Ieder die een belang heeft bij een tussen andere partijen aanhangig geding, kan vorderen zich daarin te mogen voegen (art. 217 Rv). Voor het aannemen van een zodanig belang is voldoende dat de partij die voeging vordert, nadelige gevolgen kan ondervinden van een uitkomst van de procedure die ongunstig is voor de partij aan wier zijde zij zich voegt. Onder nadelige gevolgen zijn in dit verband te verstaan de feitelijke of juridische gevolgen die de toe- dan wel afwijzing van de in die procedure ingestelde vordering of het gezag van gewijsde van in de uitspraak in die procedure gegeven eindbeslissingen zal kunnen hebben voor degene die de voeging vordert.4 In de mogelijke precedentwerking van die uitspraak is dus niet reeds een voldoende belang gelegen, ook niet indien sprake is van sterk op elkaar gelijkende vorderingen of feitencomplexen tussen deels dezelfde partijen.5
Het door Stichting Loterij Incasso gestelde belang bij deze cassatieprocedure in verband met de onderwerpen die daarin aan de orde zullen komen, heeft uitsluitend betrekking op de precedentwerking van het te wijzen arrest. Dat belang is niet een belang dat art. 217 Rv beoogt te beschermen. Dat geldt ook voor het door Stichting Loterij Incasso gestelde belang dat een vernietiging van de bestreden uitspraak zal leiden tot grote vertraging in het bereiken van haar doelstelling.

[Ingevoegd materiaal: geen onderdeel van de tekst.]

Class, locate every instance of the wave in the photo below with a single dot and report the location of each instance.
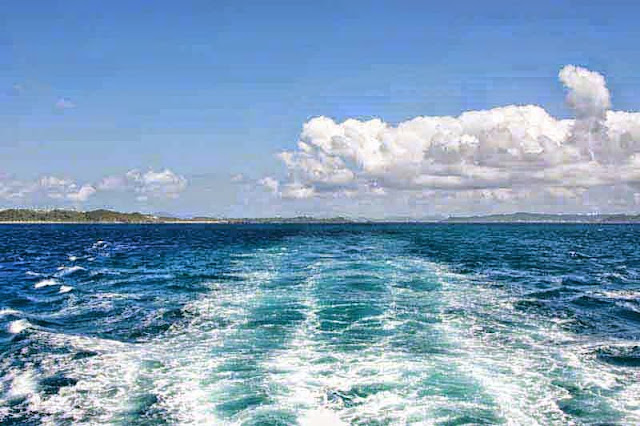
(46, 283)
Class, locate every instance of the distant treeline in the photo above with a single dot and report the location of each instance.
(109, 216)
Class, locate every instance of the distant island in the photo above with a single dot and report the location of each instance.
(109, 216)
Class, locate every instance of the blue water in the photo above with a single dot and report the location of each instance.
(320, 324)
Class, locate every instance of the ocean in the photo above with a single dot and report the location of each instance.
(371, 324)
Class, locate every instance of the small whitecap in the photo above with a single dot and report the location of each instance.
(18, 326)
(67, 270)
(99, 244)
(22, 384)
(45, 283)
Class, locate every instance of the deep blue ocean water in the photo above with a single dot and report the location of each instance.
(320, 324)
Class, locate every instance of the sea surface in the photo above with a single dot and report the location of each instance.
(320, 324)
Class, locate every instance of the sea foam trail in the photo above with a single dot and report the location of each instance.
(182, 372)
(311, 330)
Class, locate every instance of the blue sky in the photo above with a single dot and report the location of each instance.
(213, 89)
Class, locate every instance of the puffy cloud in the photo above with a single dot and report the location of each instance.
(506, 153)
(82, 194)
(65, 189)
(163, 184)
(270, 183)
(149, 184)
(160, 184)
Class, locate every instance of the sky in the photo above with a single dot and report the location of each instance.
(360, 108)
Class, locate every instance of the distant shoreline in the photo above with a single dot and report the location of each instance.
(104, 217)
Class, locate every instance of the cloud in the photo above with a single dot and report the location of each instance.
(82, 194)
(270, 184)
(149, 184)
(65, 189)
(64, 103)
(507, 153)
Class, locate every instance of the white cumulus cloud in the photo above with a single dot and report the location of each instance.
(506, 153)
(150, 184)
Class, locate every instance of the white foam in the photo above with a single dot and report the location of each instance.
(67, 270)
(18, 326)
(23, 383)
(46, 283)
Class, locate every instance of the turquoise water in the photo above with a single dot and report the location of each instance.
(320, 324)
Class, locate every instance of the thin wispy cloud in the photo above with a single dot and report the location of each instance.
(64, 103)
(158, 185)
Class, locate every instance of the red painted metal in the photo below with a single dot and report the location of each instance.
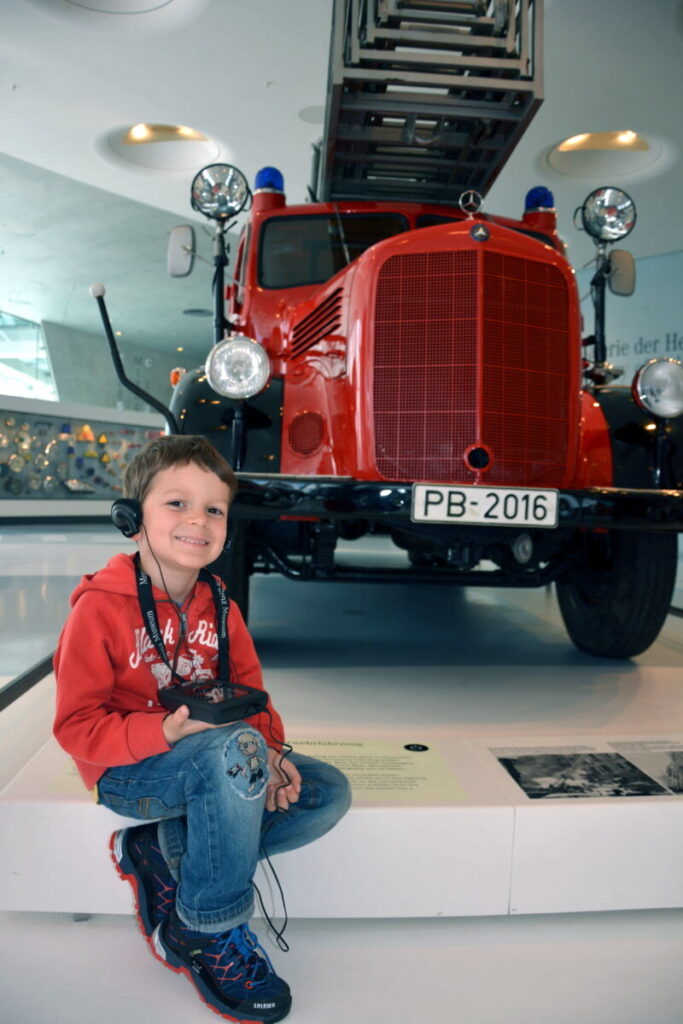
(428, 345)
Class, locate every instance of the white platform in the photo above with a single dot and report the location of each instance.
(469, 840)
(463, 673)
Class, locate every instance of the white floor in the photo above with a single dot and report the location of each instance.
(424, 659)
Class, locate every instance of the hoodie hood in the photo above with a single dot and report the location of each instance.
(118, 577)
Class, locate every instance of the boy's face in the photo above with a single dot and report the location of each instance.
(184, 519)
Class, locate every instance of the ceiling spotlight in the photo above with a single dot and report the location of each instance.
(219, 192)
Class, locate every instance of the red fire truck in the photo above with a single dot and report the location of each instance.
(394, 359)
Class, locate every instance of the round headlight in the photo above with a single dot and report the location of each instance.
(657, 387)
(238, 368)
(608, 214)
(219, 192)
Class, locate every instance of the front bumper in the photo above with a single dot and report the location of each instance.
(334, 498)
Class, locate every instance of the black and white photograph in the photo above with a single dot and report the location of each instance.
(556, 776)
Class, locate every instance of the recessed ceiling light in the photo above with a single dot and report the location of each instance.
(610, 156)
(161, 147)
(142, 134)
(620, 140)
(125, 16)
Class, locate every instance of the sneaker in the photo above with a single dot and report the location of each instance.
(138, 859)
(230, 970)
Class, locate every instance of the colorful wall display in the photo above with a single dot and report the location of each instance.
(45, 456)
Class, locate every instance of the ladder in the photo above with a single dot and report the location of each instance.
(426, 98)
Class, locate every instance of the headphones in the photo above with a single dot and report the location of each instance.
(127, 515)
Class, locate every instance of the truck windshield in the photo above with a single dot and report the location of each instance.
(310, 250)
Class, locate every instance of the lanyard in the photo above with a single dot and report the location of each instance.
(148, 609)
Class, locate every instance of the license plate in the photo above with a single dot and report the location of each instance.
(484, 506)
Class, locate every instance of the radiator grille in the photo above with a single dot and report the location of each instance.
(437, 389)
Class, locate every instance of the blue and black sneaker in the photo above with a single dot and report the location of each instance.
(230, 970)
(138, 859)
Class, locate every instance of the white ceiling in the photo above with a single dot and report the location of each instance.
(251, 75)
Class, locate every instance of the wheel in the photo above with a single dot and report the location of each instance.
(232, 565)
(614, 602)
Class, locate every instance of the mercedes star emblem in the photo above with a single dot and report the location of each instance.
(470, 202)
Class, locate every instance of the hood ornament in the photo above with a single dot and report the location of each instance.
(470, 202)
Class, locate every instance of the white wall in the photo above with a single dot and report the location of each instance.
(647, 324)
(84, 372)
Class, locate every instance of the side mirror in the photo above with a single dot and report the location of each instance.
(180, 252)
(622, 278)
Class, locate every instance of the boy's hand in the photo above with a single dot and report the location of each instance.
(278, 799)
(179, 724)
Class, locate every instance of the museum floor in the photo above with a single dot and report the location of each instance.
(426, 662)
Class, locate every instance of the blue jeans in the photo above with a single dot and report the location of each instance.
(209, 793)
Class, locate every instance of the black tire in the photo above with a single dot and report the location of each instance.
(232, 566)
(615, 601)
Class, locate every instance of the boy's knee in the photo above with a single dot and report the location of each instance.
(245, 762)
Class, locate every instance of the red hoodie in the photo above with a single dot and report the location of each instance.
(109, 673)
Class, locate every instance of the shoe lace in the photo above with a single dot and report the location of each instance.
(242, 946)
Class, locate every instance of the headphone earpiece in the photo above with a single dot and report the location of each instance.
(127, 515)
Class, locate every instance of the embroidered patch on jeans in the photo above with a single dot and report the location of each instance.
(247, 763)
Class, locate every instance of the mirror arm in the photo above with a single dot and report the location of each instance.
(97, 292)
(598, 286)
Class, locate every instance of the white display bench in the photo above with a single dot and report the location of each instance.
(451, 835)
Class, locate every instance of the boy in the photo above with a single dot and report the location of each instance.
(225, 795)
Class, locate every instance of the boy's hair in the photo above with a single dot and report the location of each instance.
(174, 450)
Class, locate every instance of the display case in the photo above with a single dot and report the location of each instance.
(63, 460)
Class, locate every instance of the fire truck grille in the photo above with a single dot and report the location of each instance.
(441, 386)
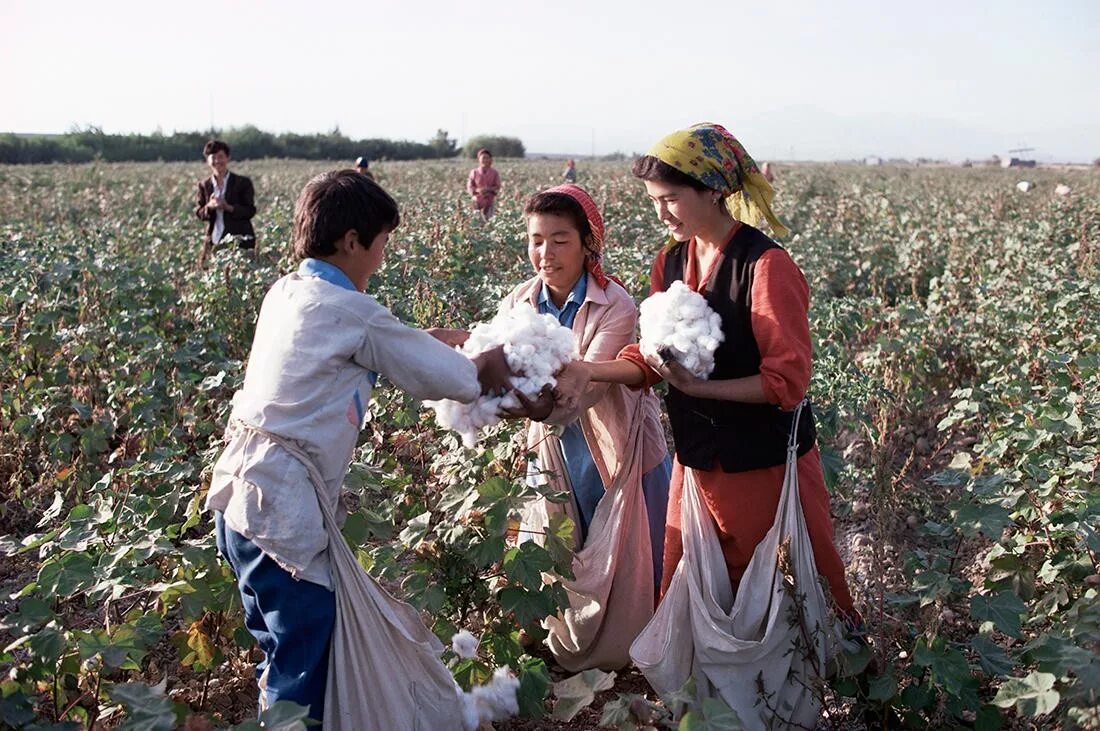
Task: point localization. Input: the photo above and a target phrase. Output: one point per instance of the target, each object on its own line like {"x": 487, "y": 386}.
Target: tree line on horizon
{"x": 249, "y": 142}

De vordering moet dus worden afgewezen.
3 Beslissing
De Hoge Raad:
- wijst de incidentele vordering tot voeging af;
- veroordeelt Stichting Loterij Incasso in de kosten van dit incident, tot op deze uitspraak aan de zijde van Staatsloterij begroot op € 800,-- aan salaris, vermeerderd met de wettelijke rente over deze kosten indien Stichting Loterij Incasso deze niet binnen veertien dagen na heden heeft voldaan, en aan de zijde van [verweerder] op nihil;
- verwijst de zaak naar de roldatum 3 september 2021 voor schriftelijke toelichting.
Dit arrest is gewezen door de vicepresident C.A. Streefkerk als voorzitter en de raadsheren T.H. Tanja-van den Broek en A.E.B. ter Heide, en in het openbaar uitgesproken door de raadsheer M.J. Kroeze op 21 mei 2021.